Le lendemain du 15 août a lieu la fête de Saint-Roch (1), un saint très populaire en Quercy (2). Le prêtre dit la messe du jour aux intentions de ses paroissiens et, l’office terminé, vêtu du blanc surplis et de l’étole, armé du goupillon, il s’en va dans le bourg et les villages bénir les bestiaux.

Les bœufs de la grange, liés pour le labour ou le charroi, sont conduits pour cette bénédiction ; évidemment, ils regardent sans étonnement, de leurs yeux ronds, le prêtre qui les asperge.

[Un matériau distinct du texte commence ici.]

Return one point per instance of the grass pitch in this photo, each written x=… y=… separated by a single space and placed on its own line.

La bénédiction de ce jour doit les mettre à l’abri de la contagion. Même les plus incrédules et les moins pratiquants conduisent au prêtre, sur la place de l’église ou celle du village, bœufs, vaches, chevaux, moutons, etc. Ils feront bénir une botte de foin et un morceau de pain, que l’on mêlera à la nourriture des animaux quand ils seront malades (3).

A Larroque-des-Arcs, il y a une chapelle de Saint-Roch, bâtie sur un rocher et dominant le bourg. Elle sert encore au culte. Le 16 août, une messe y est dite avant la bénédiction des bestiaux.

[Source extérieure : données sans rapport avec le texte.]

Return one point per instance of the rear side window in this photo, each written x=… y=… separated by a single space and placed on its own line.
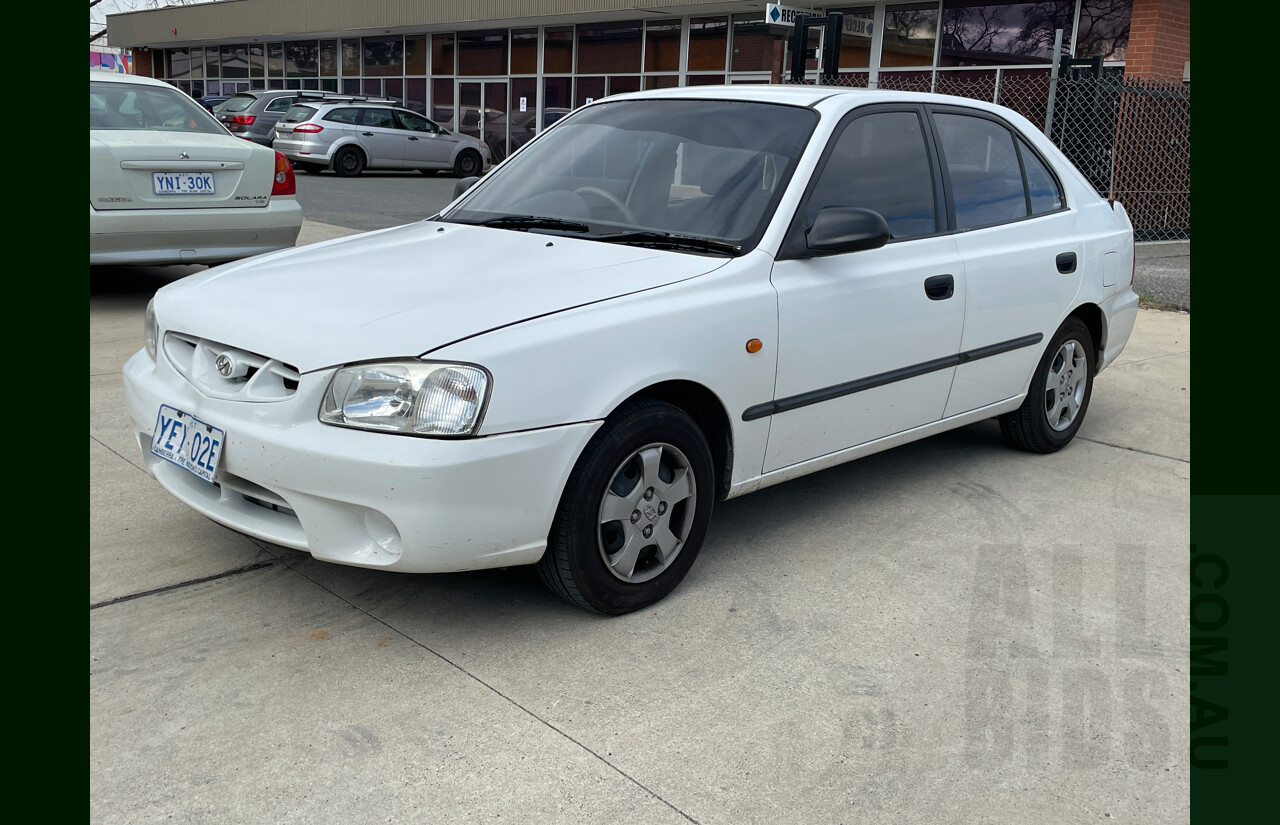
x=343 y=115
x=378 y=118
x=880 y=161
x=298 y=114
x=986 y=177
x=237 y=102
x=1042 y=187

A Espère, on avait autrefois un culte tout particulier pour ce saint. Comme Saint-Roch était réputé pour préserver de la peste, on lui demandait dans cette localité la salubrité de l’air ; on le conjurait de détourner des habitants le fléau de toute épidémie. Une chapelle lui était même dédiée ; il en subsiste des ruines.
A Castelfranc, sur le bord du Lot, un peu en aval du bourg, il y a également une petite chapelle dédiée au même saint.

Le 16 août, à Saint-Céré, les gens conduisaient, il y a quelques années, sur la place du Gravier, les bœufs, chevaux, moutons et même les chiens que le curé de Sainte-Spérie venait bénir.

Après la messe de Saint-Roch, les femmes apportent au prêtre, pour une bénédiction, du pain, du sel et du grain destinés aux animaux.

A Lacave, on bénissait autrefois les animaux devant l’église et dans les villages où se rendait le curé. L’usage, depuis longtemps disparu, fut remplacé par la bénédiction de menues quantités de denrées destinées à la nourriture des animaux (foin, sel, maïs principalement).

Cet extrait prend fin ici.